Dari diskusi itu saya mendapat pelajaran berharga. Kita tidak dapat mengukur prestasi orang lain menurut ukuran kita.

Saya teringat betapa mudahnya saya menyelesaikan study saya yang bergelimang nilai “A”, dari program master hingga doktor.

Sementara di Indonesia, saya harus menyelesaikan studi jungkir balik ditengarai ancaman drop out dan para penguji yang siap menerkam. Saat ujian program doktor saya pun dapat melewatinya dengan mudah.

Pertanyaan mereka memang sangat serius dan membuat saya harus benar-benar siap. Namun suasana ujian dibuat sangat bersahabat. Seorang penguji bertanya dan penguji yang lain tidak ikut menekan, melainkan ikut membantu memberikan jalan begitu mereka tahu jawabannya. Mereka menunjukkan grafik-grafik yang saya buat dan menerangkan seterang-terangnya sehingga kami makin mengerti.
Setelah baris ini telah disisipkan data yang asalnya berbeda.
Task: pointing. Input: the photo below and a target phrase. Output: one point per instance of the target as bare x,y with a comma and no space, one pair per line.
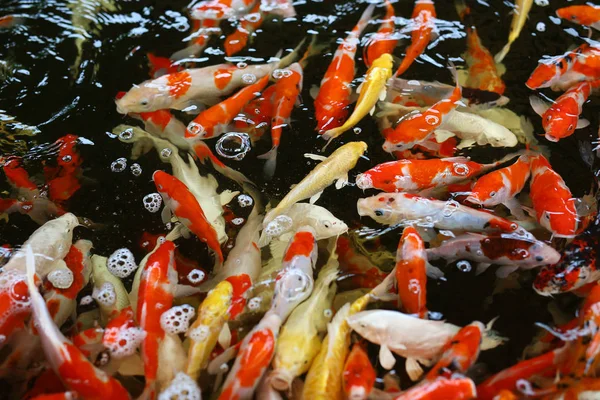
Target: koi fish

Ujian penuh puja-puji, menanyakan ihwal masa depan dan mendiskusikan kekurangan penuh keterbukaan.

Pada saat kembali ke Tanah Air, banyak hal sebaliknya sering saya saksikan. Para pengajar bukan saling menolong, malah ikut “menelan” mahasiswanya yang duduk di bangku ujian.

***

Etika seseorang penguji atau promotor membela atau meluruskan pertanyaan, penguji marah-marah, tersinggung, dan menyebarkan berita tidak sedap seakan-akan kebaikan itu ada udang di balik batunya. Saya sempat mengalami frustrasi yang luar biasa menyaksikan bagaimana para dosen menguji, yang maaf, menurut hemat saya sangat tidak manusiawi.

Mereka bukan melakukan encouragement, melainkan discouragement. Hasilnya pun bisa diduga, kelulusan rendah dan yang diluluskan pun kualitasnya tidak hebat-hebat betul. Orang yang tertekan ternyata belakangan saya temukan juga menguji dengan cara menekan. Ada semacam balas dendam dan kecurigaan.

Saya ingat betul bagaimana guru-guru di Amerika memajukan anak didiknya. Saya berpikir pantaslah anak-anak di sana mampu menjadi penulis karya-karya ilmiah yang hebat, bahkan penerima Hadiah Nobel. Bukan karena mereka punya guru yang pintar secara akademis, melainkan karakternya sangat kuat: karakter yang membangun, bukan merusak.

Kembali ke pengalaman anak saya di atas, ibu guru mengingatkan saya. “Janganlah kita mengukur kualitas anak-anak kita dengan kemampuan kita yang sudah jauh di depan,” ujarnya dengan penuh kesungguhan.

Saya juga teringat dengan rapor anak-anak di Amerika yang ditulis dalam bentuk verbal.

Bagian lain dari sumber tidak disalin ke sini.